Another doctor, Adam Balen of the British Fertility Society, told the Telegraph, “Any device that monitors menstrual cycle is fallible as women don’t always ovulate predictably every month.”
However, Sister Mirkes said such claims about a high failure rate for NFP “should be thrown in the circular file.” Those who make them have not seen the research, she said.
Though available in Britain since 2013, Natural Cycles has suddenly generated a flood of English-language news stories because it has just won approval as a medical “device” for contraception for the European Union. It will be marketed as such in the UK. It is the first NFP app to secure this classification.
While there are dozens of fertility apps available in the U.S., none has the Food and Drug Administration’s approval as a contraceptive, says Ann Gundlach, the communications director for Couple to Couple League. Like WOOMB and the Billings Ovulation Method, CCL is a response to Humanae Vitae. It teaches the sympto-thermal method.
Its 650 volunteer couples teach other newlywed couples two-on-two how to track fertility with three measures. These are the women’s base body temperature, her mucal secretions and changes in her cervix.

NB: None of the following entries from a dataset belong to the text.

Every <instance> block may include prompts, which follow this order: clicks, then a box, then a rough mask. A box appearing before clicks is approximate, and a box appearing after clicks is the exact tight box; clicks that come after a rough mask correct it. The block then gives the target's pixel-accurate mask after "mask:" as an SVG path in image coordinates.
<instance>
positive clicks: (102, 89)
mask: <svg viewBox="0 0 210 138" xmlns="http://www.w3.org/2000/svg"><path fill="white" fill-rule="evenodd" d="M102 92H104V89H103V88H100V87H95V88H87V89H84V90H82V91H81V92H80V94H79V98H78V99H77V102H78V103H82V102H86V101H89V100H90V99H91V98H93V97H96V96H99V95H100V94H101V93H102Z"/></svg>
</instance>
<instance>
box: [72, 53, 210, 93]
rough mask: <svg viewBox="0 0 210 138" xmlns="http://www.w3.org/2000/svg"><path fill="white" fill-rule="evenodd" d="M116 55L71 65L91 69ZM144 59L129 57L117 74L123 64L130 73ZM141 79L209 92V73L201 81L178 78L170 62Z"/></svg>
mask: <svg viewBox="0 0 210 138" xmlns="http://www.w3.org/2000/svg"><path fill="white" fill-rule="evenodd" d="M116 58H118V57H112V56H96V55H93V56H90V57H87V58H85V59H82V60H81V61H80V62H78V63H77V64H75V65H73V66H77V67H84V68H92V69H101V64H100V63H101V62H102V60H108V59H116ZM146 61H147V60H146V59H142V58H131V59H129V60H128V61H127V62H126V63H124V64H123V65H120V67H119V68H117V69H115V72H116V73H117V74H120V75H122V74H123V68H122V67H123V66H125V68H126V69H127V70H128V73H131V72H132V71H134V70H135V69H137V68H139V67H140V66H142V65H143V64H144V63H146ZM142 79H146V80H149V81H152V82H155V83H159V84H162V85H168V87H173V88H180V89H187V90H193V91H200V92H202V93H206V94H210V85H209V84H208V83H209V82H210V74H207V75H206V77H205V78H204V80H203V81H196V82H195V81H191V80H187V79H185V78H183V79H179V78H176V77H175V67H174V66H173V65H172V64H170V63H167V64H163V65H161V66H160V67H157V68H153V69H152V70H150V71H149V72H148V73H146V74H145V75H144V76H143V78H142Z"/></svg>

CCL developed a computer program eight years ago and a phone app called CycleProGo three years ago. Gundlach stressed that the app is only for couples already instructed in the method.
Gundlach noted that most fertility apps have been rated by an independent organization called FACTS, whose main purpose is to get NFP taught in medical schools. (FACTS stands for Fertility Awareness Collaborative to Teach the Signs.)
FACTS divided the apps into those that predict fertile days and those that identify fertile days as they occur. Ovulation Mentor was rated first among those that predicted fertile days. CycleGoPro was rated eighth and Natural Cycles came 15th. Among apps that did not make predictions, NFP Charting and Fertility Pinpoint were first and second.